Druze men residing in Israel hold their community’s flag after they heard about clashes in the Syrian Druze village of Hadar, on Nov. 3, 2017 in the Israeli-annexed Golan Heights. (AFP/Jalaa Marey)

JERUSALEM: The Israeli army on Friday issued a rare statement in support of a government-held village in Syria’s Golan Heights, pledging not to allow it to be taken by attacking rebel forces.
The army was ready to “prevent Hader from being harmed or occupied, as part of our commitment to the Druze population,” a statement from chief military spokesman Brig. Gen. Ronen Manelis said.
Manelis did not specify how Israel would act, but firmly denied “claims of Israeli involvement or help to global jihad elements in the fighting.”
The majority-Druze village, which lies near the disengagement line that divides the Syrian-controlled part of the Golan from that occupied by Israel, was targeted early in the morning by a suicide car bomb that killed nine.
Clashes were reported between government and rebel forces, and one Israeli was lightly wounded by spillover fire.
Meanwhile, Druze from Majdal Shams, a village on the Israeli side of the disengagement line, rushed to the fence in a bid to help their brethren in Syria, an AFP reporter said.

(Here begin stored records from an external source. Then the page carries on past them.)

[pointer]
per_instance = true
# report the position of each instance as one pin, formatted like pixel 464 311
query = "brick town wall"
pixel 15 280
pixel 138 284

The Israeli army sealed off the area to prevent any such crossings.
There are approximately 140,000 Druze in Israel, including 20,000 in the Golan Heights.
Israel has long professed a policy of not intervening militarily in the Syrian civil war, while carrying out strikes on weaponry that could threaten it and treating people wounded in the fighting.
Israel seized 1,200 square kilometers (460 square miles) of the Golan Heights from Syria in the Six-Day War of 1967 and later annexed it, a move never recognized by the international community.